Open Source RDBMS - Seamless, Scalable, Stable and Free

한국어 | Login |Register

Current Events
Join our developers event to win one of the valuable prizes!
posted 3 years ago
viewed 2806 times
Share this article

CUBRID it! Programming Contest Overview - Part 1

Now that the contest is closed and we have announced the happy winners, let’s remember the contest problem and take a look at the solutions you have sent us. We will divide this blog into two parts. In the first part of the article, we will focus on the contest problem itself, its possible solutions, and important details participants had to pay attention to. In the second part, we will walk through the actual code you have submitted.

Remember the challenge?

For a quick recap of the problem you were challenged by, here are the most important parts:

Given all the tables in a database (but only the user tables, not the system tables), determine:

  • The value which occurs the most times (is duplicated the most times) in the database and it is “non-numeric”! (“non-numeric” means that the respective value does not contain only digits – it must contain at least one non-digit character; for example, “1298” is “numeric”, but “12,98” is “non-numeric” ( and also “12.98” ), because it contains the “,” character ; same goes for “-100” – it is considered “non-numeric” as well, because of the “-” sign).
  • The number of occurrences for the value found above.

Additional notes:

  • Assume that the result to the problem is unique; there are no multiple values with the same maximum number of occurrences – just one single value is the most duplicated.
  • If a table column data type is not a string-type, then consider the respective values in the column as casted to “string”; this means that you should deal only with string or string-converted/casted values when doing the analysis. When converting a data type to string, assume that no extra characters will be added (for example, a number converted to string, no matter the system locale or regional settings, will not “get” thousands separators )
  • The tables in the database contain only columns of the following data types: VARCHAR, CHAR, STRING, INT, SMALLINT, BIGINT, NUMERIC, FLOAT, DOUBLE, DATE, TIME, DATETIME and TIMESTAMP.

Note: The full challenge content can be found here.

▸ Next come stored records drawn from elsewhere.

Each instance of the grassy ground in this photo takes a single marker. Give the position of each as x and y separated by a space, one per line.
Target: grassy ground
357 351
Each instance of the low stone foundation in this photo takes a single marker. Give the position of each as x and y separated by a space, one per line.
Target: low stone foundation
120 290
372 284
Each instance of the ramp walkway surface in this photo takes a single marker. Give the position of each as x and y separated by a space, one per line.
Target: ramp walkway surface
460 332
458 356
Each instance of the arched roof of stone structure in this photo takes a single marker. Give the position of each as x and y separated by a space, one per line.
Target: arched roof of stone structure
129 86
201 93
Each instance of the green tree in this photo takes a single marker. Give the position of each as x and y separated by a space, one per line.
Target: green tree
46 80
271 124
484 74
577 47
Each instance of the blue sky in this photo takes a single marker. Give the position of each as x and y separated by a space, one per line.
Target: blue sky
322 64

So how do we solve the problem?

Obviously, the first thing we need to do is to get the list of the columns in the database tables, which meet the criteria. And how do we get this information? Well, there’s more than just one way… 1. Do a SELECT on the database metadata objects. For example, we can use a query like this to filter the columns:

SELECT c. class_name, a.attr_name, a.data_type
FROM db_class c, db_attribute a
WHERE c.class_name = a.class_name
AND c.is_system_class='NO'
AND c.class_type='CLASS'
AND
(
    a.data_type IN ('STRING', 'CHAR', 'TIMESTAMP', 'DATETIME', 'DATE', 'TIME', 'FLOAT', 'DOUBLE')
    OR
    (a.data_type IN ('NUMERIC') and a.scale > 0)
)
AND a.prec <= 255
ORDER BY a.def_order ASC

Note that we need to treat NUMERIC data type separately, depending on the scale of the column – this is why there is a separate condition for the NUMERIC data type.

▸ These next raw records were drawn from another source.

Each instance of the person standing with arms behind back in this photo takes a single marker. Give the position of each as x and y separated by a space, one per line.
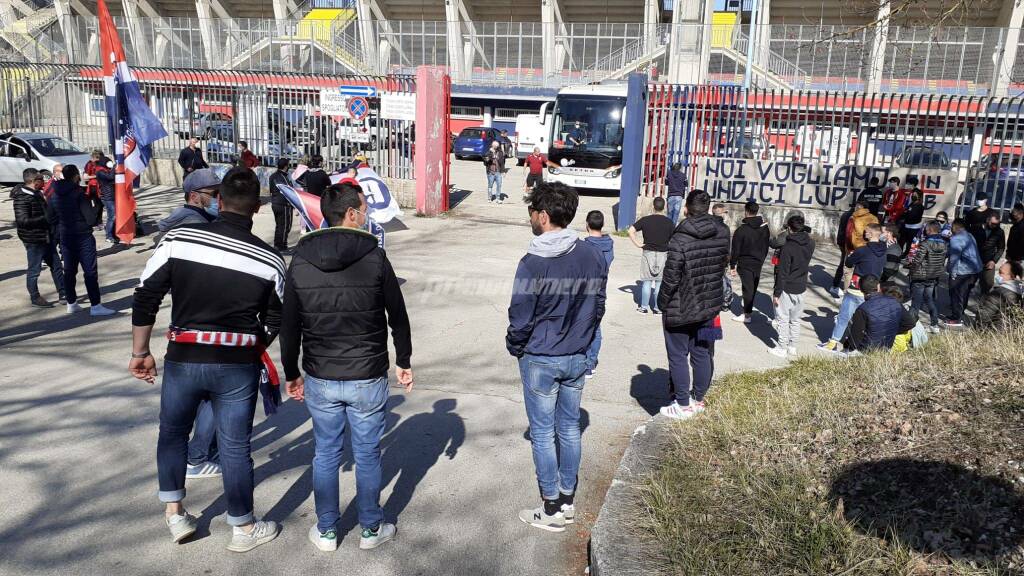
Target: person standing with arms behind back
557 304
656 230
677 183
225 310
750 248
340 296
691 297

2. We could use a PHP CUBRID special function “cubrid_schema”:

cubrid_schema($conn, CUBRID_SCH_ATTRIBUTE, …);

3. We could also use the PHP PDO CUBRID special function: “cubrid_schema”:

$tables = cubrid_schema($this->conn, CUBRID_SCH_CLASS);

4. Or, if you use Java, you can get this information by using the JDBC driver functions:

DatabaseMetaData meta = conn.getMetaData();
ResultSet schemas = meta.getSchemas();

while (schemas.next()) {
    String tableSchema = schemas.getString(1);
    String tableCatalog = schemas.getString(2);
…

As a note, out of the four possible approaches we listed above, the first one provides some few additional benefits:

  • It does not depend on the programming language you use
  • It does not require complex extra filtering afterwards on the columns data types

However, any of them will get the job done and the choice performance impact is not significant.

How do we get the values we need?

Now that we have the list of columns that we need to query to identify the requested “most duplicated value”, how do we proceed next…?

Before we go any further, it’s time to clarify an important concept regarding how the data is processed. Based on where the data processing occurs, we can have:

  • Server-side processing
  • Client-side processing

The main difference is where the “data” is actually being processed… …will the “data” be transferred over the network from the database server to the client application to sort it, to filter it, etc., or these processes will be run in the database server?

Obviously, this can make a lot of difference in terms of performance and scalability! Imagine, for example, millions of records being transferred over the network, just so you do a sort in memory, in the Java client… Imagine the overhead, the performance penalty due to the network speed and even more - imagine getting an out of memory exception…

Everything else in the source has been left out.